Travelling the Past

     Its been over thirty years since I performed the daily grind of of getting up very early and taking the forty minute drive to my high school, but it was a drive I knew like the back of my hand, and could perform in my sleep. Every vista, every building, and every curve in the road from the hundreds of times I took the trip was thoroughly etched in my mind, or so I thought. When I took a little ride into my past a few years ago and tried the drive for old time’s sake, I found myself more than a little confused. In the thirty years that had passed, points of the road had in places not so subtly changed, buildings that were landmarks of the drive were replaced by other buildings, and my mind struggled to agree I was taking the same drive. When I reached my destination of the high school, it looked the same but did not feel the same, because the trip there did not feel as familiar, and the memory seemed somewhat out of place. Thirty years in the stretch of time is an eyeblink, but change affects memory and warps interpretation. When travel extends over hundreds even thousands of years, seeing the memory through the mists of time and the confusing layers of change is a daunting challenge.
     I have found a travel writer that understands this problem and has some wonderful insights to help with both the joy of travel to ancient places and maximizing the experience. In her wonderful travel book, The Road from the Past – Traveling Through History in Franceauthor Ina Caro, wife of Pulitzer prize winning author historian Robert Caro has reworked effectively the problem of recognizing the significance of what you see on a trip. Acknowledging the logistics of most trips revolve around seeing everything there is to see due to the limited time available and the desire not to “miss” anything, Caro suggests a philosophical travel technique to improve your experience and memories of great venues. Ms.Caro looks at history as a wave, and recommends absorbing monuments, views, and venues in a chronologically appropriate historical perspective. Attempting to view the roman ruin, the medieval castle, and modern plaza in the space of the same trip distorts history and confuses the context of each. This beautiful little book focuses primarily on an arc of southern France to Paris, travelling specifically in a chronologically linear fashion, viewing the roman ruins, then the medieval castles, then the royal monuments and never intertwining them.

     Suddenly the layers of confusion start to diminish as the road to the roman theater in Orange is linked to the aqueduct of Pont du Gard and to the Maison Caree’ temple in Nimes, and suddenly the 400 hundred years of Roman civilization and influence in Provence comes alive.

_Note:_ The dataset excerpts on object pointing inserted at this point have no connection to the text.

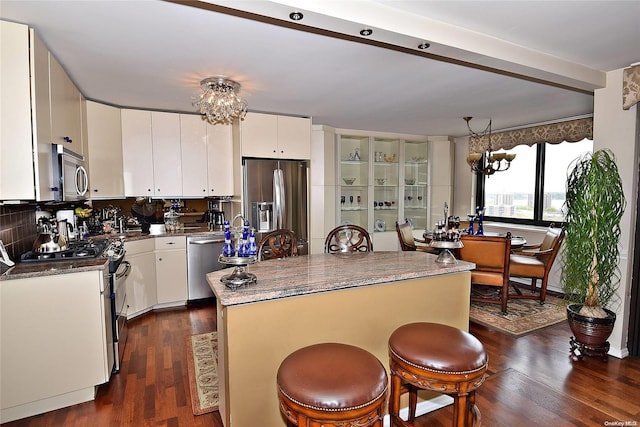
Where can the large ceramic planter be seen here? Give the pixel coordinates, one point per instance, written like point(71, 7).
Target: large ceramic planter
point(590, 333)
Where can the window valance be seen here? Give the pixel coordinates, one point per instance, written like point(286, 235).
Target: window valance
point(554, 133)
point(630, 87)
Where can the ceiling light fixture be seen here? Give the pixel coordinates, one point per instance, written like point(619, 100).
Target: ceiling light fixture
point(219, 102)
point(487, 163)
point(296, 16)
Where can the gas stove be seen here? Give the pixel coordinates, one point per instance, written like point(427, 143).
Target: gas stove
point(80, 249)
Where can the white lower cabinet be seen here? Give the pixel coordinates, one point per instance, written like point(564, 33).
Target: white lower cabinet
point(171, 270)
point(53, 347)
point(158, 276)
point(141, 282)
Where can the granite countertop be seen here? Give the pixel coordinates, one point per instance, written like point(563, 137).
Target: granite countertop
point(282, 278)
point(24, 270)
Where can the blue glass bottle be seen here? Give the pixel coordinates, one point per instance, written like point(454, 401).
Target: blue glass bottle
point(227, 248)
point(253, 248)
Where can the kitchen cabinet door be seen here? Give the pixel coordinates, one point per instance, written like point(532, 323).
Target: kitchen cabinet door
point(104, 151)
point(137, 153)
point(294, 137)
point(259, 135)
point(220, 160)
point(276, 137)
point(24, 65)
point(171, 270)
point(141, 283)
point(167, 163)
point(193, 144)
point(66, 108)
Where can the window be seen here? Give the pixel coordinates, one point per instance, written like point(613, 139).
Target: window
point(532, 191)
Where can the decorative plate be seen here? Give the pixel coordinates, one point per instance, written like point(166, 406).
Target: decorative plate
point(410, 221)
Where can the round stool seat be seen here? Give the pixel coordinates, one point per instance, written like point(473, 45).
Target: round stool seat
point(431, 356)
point(440, 348)
point(331, 381)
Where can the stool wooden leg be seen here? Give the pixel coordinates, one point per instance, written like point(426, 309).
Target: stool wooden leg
point(394, 398)
point(460, 408)
point(413, 402)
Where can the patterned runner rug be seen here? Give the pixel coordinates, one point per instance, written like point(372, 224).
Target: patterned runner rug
point(523, 315)
point(202, 364)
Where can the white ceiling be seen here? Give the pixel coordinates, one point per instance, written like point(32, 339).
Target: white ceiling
point(152, 54)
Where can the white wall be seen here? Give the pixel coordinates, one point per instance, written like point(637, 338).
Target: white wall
point(617, 129)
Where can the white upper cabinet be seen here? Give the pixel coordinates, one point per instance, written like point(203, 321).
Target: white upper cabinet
point(167, 163)
point(207, 157)
point(151, 153)
point(272, 136)
point(137, 153)
point(104, 154)
point(66, 108)
point(26, 126)
point(220, 159)
point(193, 142)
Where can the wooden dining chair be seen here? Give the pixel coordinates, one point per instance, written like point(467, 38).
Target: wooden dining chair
point(348, 238)
point(491, 256)
point(408, 242)
point(535, 261)
point(278, 244)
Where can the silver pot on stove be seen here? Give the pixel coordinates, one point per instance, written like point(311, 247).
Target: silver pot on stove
point(49, 240)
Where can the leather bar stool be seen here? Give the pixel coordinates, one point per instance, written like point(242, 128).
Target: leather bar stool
point(332, 384)
point(430, 356)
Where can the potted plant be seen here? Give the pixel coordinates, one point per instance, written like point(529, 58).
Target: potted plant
point(593, 209)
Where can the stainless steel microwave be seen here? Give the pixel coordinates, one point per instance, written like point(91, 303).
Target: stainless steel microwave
point(70, 175)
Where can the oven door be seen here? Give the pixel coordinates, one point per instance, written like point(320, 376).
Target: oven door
point(120, 311)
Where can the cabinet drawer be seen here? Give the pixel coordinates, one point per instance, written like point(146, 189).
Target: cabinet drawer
point(168, 243)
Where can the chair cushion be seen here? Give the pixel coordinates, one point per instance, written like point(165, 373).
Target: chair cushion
point(332, 376)
point(438, 347)
point(528, 266)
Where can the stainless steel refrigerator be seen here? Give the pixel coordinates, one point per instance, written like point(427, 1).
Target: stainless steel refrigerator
point(276, 196)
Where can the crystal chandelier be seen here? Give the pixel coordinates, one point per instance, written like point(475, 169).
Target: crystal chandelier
point(487, 163)
point(219, 102)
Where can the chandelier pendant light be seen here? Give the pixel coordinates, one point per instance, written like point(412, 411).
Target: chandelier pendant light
point(487, 163)
point(219, 102)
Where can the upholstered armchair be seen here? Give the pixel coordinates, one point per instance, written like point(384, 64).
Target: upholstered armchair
point(491, 256)
point(535, 261)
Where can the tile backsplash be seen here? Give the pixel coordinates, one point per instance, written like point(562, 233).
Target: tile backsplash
point(17, 229)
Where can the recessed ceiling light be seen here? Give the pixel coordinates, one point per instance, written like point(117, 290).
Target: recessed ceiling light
point(296, 16)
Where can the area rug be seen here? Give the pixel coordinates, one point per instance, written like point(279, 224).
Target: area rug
point(202, 364)
point(523, 315)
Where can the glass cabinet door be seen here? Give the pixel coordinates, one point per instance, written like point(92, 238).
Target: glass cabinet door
point(353, 152)
point(385, 184)
point(416, 183)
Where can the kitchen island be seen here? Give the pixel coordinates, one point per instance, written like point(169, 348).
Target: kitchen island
point(349, 298)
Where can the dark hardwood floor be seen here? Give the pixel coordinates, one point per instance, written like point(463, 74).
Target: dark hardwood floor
point(532, 382)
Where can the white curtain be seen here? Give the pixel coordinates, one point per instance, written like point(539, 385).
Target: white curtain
point(554, 133)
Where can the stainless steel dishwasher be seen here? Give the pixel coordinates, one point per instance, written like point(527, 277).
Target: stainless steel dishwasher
point(202, 258)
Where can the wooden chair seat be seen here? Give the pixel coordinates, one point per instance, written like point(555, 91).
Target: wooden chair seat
point(535, 261)
point(491, 256)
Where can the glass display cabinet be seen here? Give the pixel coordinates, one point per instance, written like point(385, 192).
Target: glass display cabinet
point(354, 180)
point(382, 180)
point(416, 183)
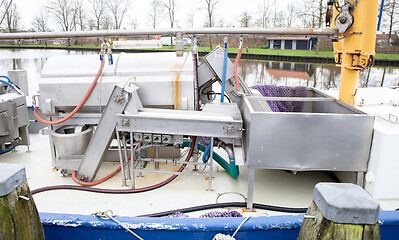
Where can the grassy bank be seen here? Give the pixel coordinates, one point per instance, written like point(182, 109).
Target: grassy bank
point(231, 50)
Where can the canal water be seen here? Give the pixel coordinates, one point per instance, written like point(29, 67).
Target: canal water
point(320, 76)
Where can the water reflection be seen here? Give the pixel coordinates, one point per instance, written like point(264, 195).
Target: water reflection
point(311, 75)
point(253, 72)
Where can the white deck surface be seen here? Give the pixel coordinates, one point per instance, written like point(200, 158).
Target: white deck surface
point(271, 187)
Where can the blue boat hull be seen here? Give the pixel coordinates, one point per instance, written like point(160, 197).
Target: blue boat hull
point(72, 226)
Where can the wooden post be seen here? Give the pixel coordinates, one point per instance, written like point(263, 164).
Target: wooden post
point(19, 218)
point(341, 211)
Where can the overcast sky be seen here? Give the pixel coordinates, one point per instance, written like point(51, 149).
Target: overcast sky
point(227, 10)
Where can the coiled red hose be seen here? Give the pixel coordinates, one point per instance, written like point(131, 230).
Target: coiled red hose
point(119, 191)
point(85, 97)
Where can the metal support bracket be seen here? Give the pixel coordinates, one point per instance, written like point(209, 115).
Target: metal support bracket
point(102, 138)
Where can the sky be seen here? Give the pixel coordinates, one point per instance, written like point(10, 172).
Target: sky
point(227, 10)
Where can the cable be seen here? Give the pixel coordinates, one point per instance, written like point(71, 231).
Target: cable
point(224, 70)
point(120, 191)
point(6, 77)
point(5, 13)
point(15, 87)
point(236, 66)
point(228, 204)
point(7, 150)
point(98, 181)
point(228, 98)
point(85, 97)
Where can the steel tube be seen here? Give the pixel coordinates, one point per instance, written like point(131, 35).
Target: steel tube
point(172, 31)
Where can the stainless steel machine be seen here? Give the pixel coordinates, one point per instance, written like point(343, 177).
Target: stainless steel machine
point(152, 100)
point(13, 110)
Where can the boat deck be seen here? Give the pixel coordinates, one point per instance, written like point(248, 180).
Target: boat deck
point(272, 187)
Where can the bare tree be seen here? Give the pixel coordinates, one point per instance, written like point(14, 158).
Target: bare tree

The wave of history then crests to Languedoc to Narbonne where the vestiges of roman citizenship was subsumed by the barbarian Visigoths and to the abbey of Fontfroide and the fortified city of

Carcassonne,  where civilization clung in the dark ages against the marauding vikings. The wave then continues northwest to the valley of the Dordogne and a trip down the river to visualize the opposing castles of the English and French at Beynac and Castlenaud that epitimized the martial and feudal society of the devastating conflict known as the Hundred Years War. And then further north history pushes to the Loire valley where the preminence of royal lines begin to dominate and exploit their vast wealth with magnificient chateaus less for defense then a projection of prestige and power.
Ancient France comes alive under this treatment, and suddenly the clutter of historical layers is swept aside. The human emotions that attend seeing something in its context as did the occupants and travellers saw in that long ago time brings color and magic to ruins and views. The immense power and civilizing influence of the Roman world becomes a visceral sensation. The dark and foreboding fear of barbarian times is brought to perspective in the islands of security in a surrounding wilderness. The commitment of society to eternal war is projected through the martial architecture of every medieval turret. The vast power and overwhelming wealth of the royal line comes alive to the visitor at Chambord who feels the same awe as the commoner who could only look, never touch.
      Ms. Caro’s little book is not a travelogue of places to stay, but rather a guidebook as to how to experience a place. It’s has already made my current morning drive just a little more interesting, and uncommon.